Decision Trees

Decision Trees can be used for supervised classification as well as regression problems. There exists many variations of these methods like for instance Random Forests, Boosted Trees, etc. In this article we will restrict explanations to the most fundamental version. The techniques used for this kind of model is very basic and does not require much more than very basic knowledge of probability theory.

Data structure

The data are supposed to have the following structure:
Feature samples: $$ X= \begin{pmatrix} x_{1,1} & \cdots & x_{1, n}\\ \vdots\\ x_{m,1} & \cdots & x_{m, n} \end{pmatrix} $$ Outcome samples: $$ Y=\begin{pmatrix} y_1 \\ \vdots \\ y_m \end{pmatrix} $$ Decision trees are most generic on their requirements. Features can be a mixture of continuous and categorical variables. The same holds for the outcome. In case the later is continuous, we call it Decision Tree Regression, otherwise Decision Tree Classifier.

Tree decision

The principle idea of decision trees is to dissect features into disjoint values (categorical) or into disjoint intervals (continuous). If it is a classification problem, these dissections are chosen in order to have as homogenous as possible classes per dissection. If it is a regression, then one tries to minimize the variance of the outcome value per dissection. An example is this:

Here it is the feature 'shell_w' which is split into disjoint intervals. The first node dictates a cut at 0.167, so we get two intervals. Then either moving below 0.167 one arrives at the next split 0.059 or moving above 0.167 one arrive at 0.375. In either case the previous interval is split into 4 disjoint interval at tree level 2. The third level is made up of leafs. These nodes present the classification or regression, as in this example. In case of a classification a leaf's most common class is taken to be the prediction. For regression it will be the leaf's average value.

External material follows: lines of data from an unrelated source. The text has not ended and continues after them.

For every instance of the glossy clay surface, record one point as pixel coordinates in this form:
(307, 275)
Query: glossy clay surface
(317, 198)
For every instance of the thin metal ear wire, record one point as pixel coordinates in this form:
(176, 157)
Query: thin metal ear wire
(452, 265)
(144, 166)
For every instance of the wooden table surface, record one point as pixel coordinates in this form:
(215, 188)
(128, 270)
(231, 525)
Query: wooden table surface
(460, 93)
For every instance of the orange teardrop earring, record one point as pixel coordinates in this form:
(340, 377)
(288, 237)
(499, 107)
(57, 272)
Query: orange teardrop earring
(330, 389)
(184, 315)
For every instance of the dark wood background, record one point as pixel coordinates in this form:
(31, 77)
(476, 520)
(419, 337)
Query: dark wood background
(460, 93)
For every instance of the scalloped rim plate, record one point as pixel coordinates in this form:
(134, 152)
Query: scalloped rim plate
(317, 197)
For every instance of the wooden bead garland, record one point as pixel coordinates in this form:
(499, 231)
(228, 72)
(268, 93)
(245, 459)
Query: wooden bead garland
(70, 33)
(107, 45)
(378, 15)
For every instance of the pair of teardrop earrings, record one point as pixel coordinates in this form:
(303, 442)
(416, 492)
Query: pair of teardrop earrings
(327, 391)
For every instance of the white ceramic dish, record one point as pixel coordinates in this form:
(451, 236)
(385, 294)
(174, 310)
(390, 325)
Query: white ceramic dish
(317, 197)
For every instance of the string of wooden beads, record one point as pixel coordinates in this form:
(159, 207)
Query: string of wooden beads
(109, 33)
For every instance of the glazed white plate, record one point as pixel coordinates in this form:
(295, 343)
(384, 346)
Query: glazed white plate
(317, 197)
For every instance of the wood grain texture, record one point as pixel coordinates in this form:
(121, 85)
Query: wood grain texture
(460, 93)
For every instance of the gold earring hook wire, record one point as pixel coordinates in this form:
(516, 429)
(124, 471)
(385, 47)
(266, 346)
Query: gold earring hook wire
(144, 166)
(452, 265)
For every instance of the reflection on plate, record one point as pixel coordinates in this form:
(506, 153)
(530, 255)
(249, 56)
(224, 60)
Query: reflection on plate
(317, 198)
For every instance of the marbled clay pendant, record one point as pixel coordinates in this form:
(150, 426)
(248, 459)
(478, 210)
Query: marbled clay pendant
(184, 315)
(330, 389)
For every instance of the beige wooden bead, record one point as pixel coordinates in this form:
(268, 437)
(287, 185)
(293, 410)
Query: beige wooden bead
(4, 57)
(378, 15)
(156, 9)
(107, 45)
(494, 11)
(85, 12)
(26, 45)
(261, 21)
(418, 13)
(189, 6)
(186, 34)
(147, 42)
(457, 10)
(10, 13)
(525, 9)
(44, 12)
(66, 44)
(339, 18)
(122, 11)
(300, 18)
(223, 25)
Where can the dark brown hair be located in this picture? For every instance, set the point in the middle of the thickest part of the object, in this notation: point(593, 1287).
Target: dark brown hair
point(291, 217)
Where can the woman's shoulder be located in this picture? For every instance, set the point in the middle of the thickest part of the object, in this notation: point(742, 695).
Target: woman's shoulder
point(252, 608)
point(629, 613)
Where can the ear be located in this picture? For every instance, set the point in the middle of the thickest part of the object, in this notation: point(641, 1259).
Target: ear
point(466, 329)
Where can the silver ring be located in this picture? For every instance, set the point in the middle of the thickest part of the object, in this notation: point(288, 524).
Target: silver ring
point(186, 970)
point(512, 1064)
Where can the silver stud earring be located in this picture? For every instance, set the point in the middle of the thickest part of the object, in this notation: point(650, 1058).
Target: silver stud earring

In general this dissection is made over all feature variables, that is if $D_1, \cdots, D_n$ denote the domains of corresponding feature variables, then we split $D_1\times \cdots \times D_n$ into disjoint $n$-dimensional intervals. And again, these intervals are chosen in order to have as homogenous as possible classes resp. values within each interval.
So, a leaf is an interval in $D_1\times \cdots \times D_n$ which does not contain any further interval from our dissection.

Measurement of a feature-split

The question arises how to determine these optimal splits.
In order to answer this, let us consider a single feature $X$.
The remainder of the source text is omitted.